Officials at the FDA only approve a prescription drug after looking at studies on the drug's effectiveness (and level of safety) in treating specific illnesses. But once the drug is approved, doctors can legally prescribe it for any illness, not just the ones the FDA studied. Prescribing an approved drug for a use besides FDA-studied ones is called off-label prescribing, and there are good reasons to do it. Maybe standard treatment isn't working, or there's new data suggesting an off-label's effectiveness in treating illnesses aside from those given the FDA stamp of approval.
Doctors prescribing off-label drugs use strong science less than 20 percent of the time.
Still, some experts question whether doctors do too much off-label prescribing, and question the risk factor of such practices. A 2003 investigation by McClatchy's found examples of people suffering from heart attacks, strokes, and permanent nerve damage after taking drugs their doctors prescribed off-label. But it's always been difficult to get exact numbers on off-label prescriptions, or to show, in a quantitative way, whether they're good or bad for patients.
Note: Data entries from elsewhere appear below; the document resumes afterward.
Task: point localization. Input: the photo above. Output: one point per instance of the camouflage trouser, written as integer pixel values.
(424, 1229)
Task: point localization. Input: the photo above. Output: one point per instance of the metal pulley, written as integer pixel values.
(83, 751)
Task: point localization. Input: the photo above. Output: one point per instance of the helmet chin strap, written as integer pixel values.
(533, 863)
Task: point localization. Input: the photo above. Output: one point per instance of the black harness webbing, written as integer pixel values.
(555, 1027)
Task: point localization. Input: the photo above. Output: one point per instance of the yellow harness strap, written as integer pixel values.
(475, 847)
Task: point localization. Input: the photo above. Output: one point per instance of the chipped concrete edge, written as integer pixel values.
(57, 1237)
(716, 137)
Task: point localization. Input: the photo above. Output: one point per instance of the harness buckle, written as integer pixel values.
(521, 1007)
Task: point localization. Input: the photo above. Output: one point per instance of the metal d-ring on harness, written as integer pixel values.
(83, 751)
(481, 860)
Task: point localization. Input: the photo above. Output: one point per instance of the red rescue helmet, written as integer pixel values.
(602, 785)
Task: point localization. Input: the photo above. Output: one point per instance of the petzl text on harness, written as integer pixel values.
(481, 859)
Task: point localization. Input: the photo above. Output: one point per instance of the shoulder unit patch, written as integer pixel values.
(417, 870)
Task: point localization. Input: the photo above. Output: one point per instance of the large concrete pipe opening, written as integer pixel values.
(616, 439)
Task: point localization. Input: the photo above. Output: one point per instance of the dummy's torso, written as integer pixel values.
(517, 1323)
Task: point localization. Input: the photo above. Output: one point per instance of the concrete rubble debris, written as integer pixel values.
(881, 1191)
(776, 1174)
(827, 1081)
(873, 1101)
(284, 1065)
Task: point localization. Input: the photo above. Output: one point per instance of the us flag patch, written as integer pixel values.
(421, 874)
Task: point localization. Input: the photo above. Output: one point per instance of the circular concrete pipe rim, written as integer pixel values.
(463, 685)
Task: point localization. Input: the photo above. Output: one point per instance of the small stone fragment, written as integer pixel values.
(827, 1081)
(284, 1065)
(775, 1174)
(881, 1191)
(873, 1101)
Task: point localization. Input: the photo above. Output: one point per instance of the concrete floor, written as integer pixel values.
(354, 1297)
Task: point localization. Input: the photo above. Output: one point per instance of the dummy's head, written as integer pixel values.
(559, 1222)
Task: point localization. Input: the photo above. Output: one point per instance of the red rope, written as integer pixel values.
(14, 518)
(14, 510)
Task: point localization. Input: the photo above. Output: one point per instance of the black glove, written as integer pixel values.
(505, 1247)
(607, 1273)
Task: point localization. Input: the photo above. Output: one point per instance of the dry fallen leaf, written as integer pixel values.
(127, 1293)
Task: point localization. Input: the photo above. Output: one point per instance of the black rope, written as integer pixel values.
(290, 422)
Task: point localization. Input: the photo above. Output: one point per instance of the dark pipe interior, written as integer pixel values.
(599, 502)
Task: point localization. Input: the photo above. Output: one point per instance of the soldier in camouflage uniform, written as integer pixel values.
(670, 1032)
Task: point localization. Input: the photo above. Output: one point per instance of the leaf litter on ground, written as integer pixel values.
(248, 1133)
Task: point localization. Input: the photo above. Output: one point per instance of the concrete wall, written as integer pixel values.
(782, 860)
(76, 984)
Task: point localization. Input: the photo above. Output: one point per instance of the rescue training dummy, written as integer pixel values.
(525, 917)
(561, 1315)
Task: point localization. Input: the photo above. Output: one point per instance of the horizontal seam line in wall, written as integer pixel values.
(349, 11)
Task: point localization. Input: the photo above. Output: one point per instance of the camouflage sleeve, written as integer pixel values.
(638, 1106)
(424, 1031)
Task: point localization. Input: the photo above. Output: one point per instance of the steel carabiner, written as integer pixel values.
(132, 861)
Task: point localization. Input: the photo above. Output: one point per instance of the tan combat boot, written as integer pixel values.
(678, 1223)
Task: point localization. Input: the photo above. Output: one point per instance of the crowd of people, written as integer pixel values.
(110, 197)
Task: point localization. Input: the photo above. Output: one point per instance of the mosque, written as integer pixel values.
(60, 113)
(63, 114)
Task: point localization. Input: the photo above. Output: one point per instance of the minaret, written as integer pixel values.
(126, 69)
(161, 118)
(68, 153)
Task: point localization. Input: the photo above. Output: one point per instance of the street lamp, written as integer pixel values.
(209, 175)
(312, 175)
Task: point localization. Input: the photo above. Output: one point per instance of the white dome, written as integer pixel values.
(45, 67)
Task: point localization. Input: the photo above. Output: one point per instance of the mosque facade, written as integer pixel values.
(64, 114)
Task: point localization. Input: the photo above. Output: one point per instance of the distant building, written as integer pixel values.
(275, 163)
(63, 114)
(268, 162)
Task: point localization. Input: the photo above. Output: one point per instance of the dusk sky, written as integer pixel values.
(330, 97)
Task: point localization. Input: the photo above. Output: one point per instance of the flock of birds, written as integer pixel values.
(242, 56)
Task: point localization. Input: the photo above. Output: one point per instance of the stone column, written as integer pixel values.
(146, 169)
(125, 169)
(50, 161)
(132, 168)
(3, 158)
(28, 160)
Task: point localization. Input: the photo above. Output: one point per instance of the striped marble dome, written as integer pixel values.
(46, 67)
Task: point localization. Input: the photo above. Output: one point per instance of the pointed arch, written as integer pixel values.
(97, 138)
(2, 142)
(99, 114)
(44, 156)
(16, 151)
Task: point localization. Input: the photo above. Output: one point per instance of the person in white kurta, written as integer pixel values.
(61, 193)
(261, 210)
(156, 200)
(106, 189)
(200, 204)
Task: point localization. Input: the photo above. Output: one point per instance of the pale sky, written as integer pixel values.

Now, a new study offers exactly those numbers—and the results don't look good.
The study found that off-label prescriptions are as safe as on-label ones—but only when doctors base their off-label prescriptions on sound scientific evidence. Otherwise, patients are more likely to suffer ill side effects than patients who are taking drugs for approved uses, according to the study (which was conducted in Canada, so it looked at whether drugs were approved by Health Canada). Unfortunately, doctors prescribing off-label drugs use strong science less than 20 percent of the time. Overall, about 12 percent of new prescriptions are off-label, the study found.
The results come from an analysis of data of more than 46,000 adult patients in Quebec's electronic health records system. In an essay accompanying the study in the journal JAMA Internal Medicine, two University of Pittsburgh researchers who weren't part of the study call this finding "the most extensive and informative study to evaluate the safety of off-label drug use in an adult population to date."
The study scientists, a team of epidemiologists from McGill University, suggest a couple of policy fixes to reduce the risk of off-label prescriptions. "Physicians and physician organizations should recognize the enormity of the problem and be active participants in the promotion of cautious prescribing of drugs for off-label uses lacking strong scientific evidence," they write. In addition, they suggest electronic health records systems be designed to gather data about drugs' safety after they're Health Canada—or FDA—approved. The infrastructure is already set up for us to find the data we've long sought. We should use it.